Real-world Reductions in Monthly Migraine Days and Migraine-Related Healthcare Resource Utilization in UK Patients Using Fremanezumab

Beitrag in

Poster session 5

Posterthemen

Mitwirkende

Shazia Afridi (London/ GB), Todor Totev (Boston, MA/ US), Lynda J. Krasenbaum (West Chester, PA/ US), Emi Terasawa (New York, NY/ US), Hasan Akcicek (Amsterdam/ NL), Dalbir Dhiraj (Castleford/ GB), Rochelle Sun (Boston, MA/ US), Binyam Yilma (New York, NY/ US), Maurice T. Driessen (Amsterdam/ NL)

Abstract

Abstract text (incl. figure legends and references)

Objective: To assess the real-world effectiveness and healthcare resource utilization (HCRU) of fremanezumab in adults with episodic/chronic migraine (EM/CM) treated by multiple physicians from the UK.

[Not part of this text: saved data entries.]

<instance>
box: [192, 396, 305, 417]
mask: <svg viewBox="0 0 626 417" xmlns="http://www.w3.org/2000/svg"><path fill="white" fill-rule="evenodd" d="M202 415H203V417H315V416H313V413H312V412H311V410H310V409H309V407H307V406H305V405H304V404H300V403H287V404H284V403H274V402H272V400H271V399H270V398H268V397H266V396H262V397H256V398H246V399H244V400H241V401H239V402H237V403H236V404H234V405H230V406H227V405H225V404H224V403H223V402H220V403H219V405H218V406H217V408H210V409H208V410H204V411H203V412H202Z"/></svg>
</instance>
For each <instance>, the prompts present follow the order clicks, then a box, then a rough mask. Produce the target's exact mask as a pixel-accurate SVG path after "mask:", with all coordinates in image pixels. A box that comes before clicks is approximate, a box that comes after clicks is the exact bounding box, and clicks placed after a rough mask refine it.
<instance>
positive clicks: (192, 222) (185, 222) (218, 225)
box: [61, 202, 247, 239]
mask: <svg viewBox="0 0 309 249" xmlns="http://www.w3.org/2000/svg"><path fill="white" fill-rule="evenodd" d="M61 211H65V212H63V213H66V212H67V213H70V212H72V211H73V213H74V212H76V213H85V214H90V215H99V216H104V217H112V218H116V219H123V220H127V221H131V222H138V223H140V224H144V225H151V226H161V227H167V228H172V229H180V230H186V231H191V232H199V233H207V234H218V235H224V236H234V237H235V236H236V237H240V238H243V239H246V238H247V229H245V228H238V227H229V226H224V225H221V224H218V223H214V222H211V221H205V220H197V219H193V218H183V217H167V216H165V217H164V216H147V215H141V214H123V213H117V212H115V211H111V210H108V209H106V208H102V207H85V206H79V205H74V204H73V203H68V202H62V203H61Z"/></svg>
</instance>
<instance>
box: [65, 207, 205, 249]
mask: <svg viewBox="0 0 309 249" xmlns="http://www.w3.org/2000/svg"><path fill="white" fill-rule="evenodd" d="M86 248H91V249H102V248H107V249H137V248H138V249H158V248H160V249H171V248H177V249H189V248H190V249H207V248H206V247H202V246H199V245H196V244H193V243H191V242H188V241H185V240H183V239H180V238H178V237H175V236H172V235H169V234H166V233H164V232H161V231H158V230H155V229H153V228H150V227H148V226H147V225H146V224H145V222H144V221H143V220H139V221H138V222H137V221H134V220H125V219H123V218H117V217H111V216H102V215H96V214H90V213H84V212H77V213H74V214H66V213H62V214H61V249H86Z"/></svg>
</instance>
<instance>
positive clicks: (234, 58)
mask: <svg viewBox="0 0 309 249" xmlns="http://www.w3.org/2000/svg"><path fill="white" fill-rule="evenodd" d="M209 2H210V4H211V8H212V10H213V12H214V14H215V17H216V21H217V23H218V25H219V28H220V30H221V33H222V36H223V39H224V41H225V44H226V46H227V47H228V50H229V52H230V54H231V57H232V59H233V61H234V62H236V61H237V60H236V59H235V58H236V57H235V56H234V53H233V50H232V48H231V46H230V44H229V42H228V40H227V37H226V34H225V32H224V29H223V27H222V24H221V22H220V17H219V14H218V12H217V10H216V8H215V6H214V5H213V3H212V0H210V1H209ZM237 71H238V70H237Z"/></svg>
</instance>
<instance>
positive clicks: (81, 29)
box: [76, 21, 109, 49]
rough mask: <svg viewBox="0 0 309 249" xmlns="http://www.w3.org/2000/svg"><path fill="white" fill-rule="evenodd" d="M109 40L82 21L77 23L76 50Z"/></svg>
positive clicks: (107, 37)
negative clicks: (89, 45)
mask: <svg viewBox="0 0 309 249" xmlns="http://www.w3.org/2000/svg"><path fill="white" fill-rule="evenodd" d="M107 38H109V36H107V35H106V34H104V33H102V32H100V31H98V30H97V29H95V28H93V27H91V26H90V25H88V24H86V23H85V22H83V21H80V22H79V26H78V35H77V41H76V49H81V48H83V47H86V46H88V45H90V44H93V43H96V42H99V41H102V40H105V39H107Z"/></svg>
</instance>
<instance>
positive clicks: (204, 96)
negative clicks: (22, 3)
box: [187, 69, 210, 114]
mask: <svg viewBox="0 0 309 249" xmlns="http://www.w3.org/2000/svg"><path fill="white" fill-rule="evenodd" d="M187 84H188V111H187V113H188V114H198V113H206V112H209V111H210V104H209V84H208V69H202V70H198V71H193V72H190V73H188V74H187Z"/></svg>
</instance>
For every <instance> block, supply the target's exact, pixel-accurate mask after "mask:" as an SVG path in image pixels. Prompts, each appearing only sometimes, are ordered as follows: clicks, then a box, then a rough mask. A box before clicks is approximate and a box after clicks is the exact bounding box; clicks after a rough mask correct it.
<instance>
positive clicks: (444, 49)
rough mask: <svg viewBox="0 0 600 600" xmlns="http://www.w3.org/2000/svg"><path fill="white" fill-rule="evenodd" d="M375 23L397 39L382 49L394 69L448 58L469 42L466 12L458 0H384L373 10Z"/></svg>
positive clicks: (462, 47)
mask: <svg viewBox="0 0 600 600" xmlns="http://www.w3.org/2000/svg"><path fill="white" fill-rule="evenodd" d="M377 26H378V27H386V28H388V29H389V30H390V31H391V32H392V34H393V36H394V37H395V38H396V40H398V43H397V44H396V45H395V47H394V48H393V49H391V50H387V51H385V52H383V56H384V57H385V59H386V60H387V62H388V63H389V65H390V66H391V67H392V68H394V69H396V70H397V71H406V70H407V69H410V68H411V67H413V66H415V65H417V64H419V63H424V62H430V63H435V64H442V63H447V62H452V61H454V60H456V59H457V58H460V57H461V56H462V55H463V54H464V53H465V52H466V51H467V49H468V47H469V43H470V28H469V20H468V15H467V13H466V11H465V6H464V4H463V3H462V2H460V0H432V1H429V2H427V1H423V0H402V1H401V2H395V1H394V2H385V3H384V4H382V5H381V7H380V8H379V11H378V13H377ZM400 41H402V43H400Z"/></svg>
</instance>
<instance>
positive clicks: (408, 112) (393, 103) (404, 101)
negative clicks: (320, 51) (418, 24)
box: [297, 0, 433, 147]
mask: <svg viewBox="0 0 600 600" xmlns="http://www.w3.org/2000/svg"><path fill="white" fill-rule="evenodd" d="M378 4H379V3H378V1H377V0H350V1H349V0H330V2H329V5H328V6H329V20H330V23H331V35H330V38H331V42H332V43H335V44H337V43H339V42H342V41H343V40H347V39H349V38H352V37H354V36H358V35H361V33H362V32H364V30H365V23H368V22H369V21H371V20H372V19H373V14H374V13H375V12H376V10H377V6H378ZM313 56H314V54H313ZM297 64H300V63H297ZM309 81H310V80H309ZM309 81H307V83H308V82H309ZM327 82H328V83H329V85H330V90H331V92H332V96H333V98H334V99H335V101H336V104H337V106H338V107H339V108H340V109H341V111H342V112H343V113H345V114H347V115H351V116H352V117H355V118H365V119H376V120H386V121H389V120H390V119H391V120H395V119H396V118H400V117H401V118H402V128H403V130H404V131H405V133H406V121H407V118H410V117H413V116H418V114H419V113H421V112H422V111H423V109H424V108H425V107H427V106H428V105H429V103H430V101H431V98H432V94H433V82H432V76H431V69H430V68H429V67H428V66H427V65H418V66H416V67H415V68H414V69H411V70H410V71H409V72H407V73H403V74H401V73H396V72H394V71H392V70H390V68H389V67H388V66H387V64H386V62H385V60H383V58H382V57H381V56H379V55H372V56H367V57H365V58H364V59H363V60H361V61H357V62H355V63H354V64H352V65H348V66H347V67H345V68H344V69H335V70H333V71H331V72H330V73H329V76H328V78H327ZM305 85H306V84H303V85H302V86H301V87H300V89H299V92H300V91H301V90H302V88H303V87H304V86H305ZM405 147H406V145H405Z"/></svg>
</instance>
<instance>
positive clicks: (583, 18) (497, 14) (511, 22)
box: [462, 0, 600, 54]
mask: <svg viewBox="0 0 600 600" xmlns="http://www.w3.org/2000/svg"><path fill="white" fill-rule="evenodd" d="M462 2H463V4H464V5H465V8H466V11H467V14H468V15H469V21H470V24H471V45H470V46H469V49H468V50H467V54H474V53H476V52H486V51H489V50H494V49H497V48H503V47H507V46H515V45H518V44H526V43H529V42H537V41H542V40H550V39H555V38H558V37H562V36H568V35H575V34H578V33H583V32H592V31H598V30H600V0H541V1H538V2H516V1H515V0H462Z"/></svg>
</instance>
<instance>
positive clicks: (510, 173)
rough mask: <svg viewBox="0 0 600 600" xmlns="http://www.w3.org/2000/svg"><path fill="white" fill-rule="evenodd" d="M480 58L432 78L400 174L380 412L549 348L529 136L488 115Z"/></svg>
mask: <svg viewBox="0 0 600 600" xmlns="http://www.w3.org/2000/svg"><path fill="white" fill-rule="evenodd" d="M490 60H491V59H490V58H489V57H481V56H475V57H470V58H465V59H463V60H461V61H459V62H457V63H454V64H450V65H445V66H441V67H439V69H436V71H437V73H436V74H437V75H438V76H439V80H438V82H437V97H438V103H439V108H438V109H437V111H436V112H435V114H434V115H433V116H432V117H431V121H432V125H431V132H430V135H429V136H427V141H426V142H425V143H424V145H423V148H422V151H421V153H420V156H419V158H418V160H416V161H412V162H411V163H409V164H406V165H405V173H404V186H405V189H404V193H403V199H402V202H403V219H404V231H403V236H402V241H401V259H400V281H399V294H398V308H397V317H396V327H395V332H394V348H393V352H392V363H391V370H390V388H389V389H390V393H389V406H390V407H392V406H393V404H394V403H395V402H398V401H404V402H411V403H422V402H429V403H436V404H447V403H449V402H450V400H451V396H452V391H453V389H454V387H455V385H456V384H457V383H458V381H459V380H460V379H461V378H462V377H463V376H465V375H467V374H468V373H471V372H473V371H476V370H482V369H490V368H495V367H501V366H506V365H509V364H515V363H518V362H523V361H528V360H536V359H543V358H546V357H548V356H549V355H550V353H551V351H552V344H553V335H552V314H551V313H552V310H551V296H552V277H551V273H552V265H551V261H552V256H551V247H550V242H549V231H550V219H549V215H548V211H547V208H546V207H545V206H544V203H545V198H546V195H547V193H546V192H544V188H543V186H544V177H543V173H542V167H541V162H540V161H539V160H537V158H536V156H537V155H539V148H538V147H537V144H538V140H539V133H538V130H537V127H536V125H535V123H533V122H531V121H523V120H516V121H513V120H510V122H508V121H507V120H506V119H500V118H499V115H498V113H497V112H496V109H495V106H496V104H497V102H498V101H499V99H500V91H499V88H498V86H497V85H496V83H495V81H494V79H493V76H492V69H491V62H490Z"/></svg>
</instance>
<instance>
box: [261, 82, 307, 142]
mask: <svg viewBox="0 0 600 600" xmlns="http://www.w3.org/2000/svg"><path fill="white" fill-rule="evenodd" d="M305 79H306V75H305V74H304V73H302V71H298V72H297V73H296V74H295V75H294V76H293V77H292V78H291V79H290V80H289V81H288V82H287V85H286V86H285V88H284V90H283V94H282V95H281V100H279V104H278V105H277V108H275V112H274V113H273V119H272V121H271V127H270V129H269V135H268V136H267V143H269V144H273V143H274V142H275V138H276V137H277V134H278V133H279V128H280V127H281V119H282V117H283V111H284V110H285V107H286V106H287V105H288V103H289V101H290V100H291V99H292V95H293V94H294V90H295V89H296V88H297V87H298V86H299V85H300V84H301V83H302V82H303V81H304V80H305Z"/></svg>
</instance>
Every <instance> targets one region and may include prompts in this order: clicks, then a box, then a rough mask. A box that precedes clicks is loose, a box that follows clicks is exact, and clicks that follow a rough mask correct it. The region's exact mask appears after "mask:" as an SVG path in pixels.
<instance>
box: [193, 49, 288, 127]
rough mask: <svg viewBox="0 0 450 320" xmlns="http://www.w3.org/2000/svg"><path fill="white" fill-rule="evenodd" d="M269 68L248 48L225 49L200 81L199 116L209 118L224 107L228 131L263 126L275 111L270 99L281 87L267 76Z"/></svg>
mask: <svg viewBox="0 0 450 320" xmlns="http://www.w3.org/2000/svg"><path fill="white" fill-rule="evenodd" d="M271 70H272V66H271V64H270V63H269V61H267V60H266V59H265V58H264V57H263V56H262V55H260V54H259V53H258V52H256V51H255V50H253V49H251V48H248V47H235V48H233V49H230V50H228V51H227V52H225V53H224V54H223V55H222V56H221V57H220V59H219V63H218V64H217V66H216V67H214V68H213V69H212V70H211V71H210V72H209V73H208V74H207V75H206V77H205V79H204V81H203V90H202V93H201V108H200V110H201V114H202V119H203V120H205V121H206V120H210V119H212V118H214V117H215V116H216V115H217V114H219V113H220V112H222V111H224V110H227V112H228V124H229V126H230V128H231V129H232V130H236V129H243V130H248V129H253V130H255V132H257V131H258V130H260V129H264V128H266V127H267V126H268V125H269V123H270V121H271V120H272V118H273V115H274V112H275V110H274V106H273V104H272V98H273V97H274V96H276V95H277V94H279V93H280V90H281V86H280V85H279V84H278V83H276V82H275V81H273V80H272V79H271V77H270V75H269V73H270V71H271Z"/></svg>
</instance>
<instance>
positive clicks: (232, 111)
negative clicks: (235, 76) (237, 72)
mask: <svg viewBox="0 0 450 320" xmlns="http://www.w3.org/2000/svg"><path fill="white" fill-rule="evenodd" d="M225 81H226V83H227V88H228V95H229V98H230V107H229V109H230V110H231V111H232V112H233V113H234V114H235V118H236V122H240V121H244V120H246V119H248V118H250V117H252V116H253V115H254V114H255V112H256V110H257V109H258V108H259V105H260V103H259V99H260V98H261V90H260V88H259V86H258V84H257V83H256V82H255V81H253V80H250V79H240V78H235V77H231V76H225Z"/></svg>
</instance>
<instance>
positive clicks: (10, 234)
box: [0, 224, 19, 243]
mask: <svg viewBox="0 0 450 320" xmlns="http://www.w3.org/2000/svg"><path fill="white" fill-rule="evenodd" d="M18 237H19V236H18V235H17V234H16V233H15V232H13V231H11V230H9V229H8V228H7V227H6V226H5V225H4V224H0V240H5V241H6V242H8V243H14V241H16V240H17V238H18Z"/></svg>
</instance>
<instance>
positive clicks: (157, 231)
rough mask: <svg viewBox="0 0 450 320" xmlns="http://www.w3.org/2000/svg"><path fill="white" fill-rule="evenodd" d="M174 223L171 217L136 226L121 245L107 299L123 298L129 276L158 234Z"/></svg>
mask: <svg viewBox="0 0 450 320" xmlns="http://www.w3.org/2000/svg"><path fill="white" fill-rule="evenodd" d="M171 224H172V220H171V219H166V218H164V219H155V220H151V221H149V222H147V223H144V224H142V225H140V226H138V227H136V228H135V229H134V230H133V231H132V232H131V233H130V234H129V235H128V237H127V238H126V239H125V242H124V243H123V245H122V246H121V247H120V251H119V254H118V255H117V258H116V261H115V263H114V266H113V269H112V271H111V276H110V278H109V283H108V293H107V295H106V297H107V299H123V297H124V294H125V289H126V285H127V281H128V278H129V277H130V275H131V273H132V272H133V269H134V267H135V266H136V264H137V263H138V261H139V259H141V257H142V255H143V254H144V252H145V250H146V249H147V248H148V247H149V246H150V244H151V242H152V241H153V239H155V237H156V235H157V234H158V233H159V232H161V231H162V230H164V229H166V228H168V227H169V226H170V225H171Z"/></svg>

Methods: This UK panel-based online physician chart review used electronic case report forms. Patient inclusion criteria included a physician diagnosis of CM/EM in Scotland and CM in England, Wales, and Northern Ireland; first fremanezumab treatment initiation (index date) at aged ≥18 years from June 2020–October 2021; ≥3 months of continuous treatment after index date; monthly migraine days (MMD) and monthly headache days (MHD) assessments 1 month before (pre-index) and 3 months (±15 days) after (post-index) initiation; and ≥3 months of information about migraine treatments prior to index date. Migraine-related HCRU was compared for 6 months pre- and post-index. P

Results: Data were included from 42 neurologists and 183 patients (mean age[SD], 40.5[11.3]; female, 129[70.5%]; CM diagnosis, 174[95.1%]). 95(51.9%) patients initiated monthly fremanezumab dosing, and 88(48.1%) initiated quarterly dosing. Reductions in MMD were observed across dosing subgroups after 3 months of treatment (percent reduction from baseline: overall, 51.9[25.7]; monthly, 52.9[28.3]; quarterly, 50.8[22.7]; all P<0.001). Reductions in MHD were also observed (percent reduction from baseline: overall, 47.3[27.0]; monthly, 49.2[28.3]; quarterly, 45.0[25.5]; all P≤0.002). Reductions in HCRU were observed from 6 months pre-index to 6 months post-index: outpatient office visits (P=0.005); urgent care/ER visits (P=0.001); inpatient admissions (P=0.028). Reductions, not statistically significant, were observed in the number of telehealth consultations.

Conclusions: Fremanezumab reduced MMD and MHD after 3 months and reduced migraine-related HCRU after 6 months in a real-world UK population of patients with migraine from multiple physicians.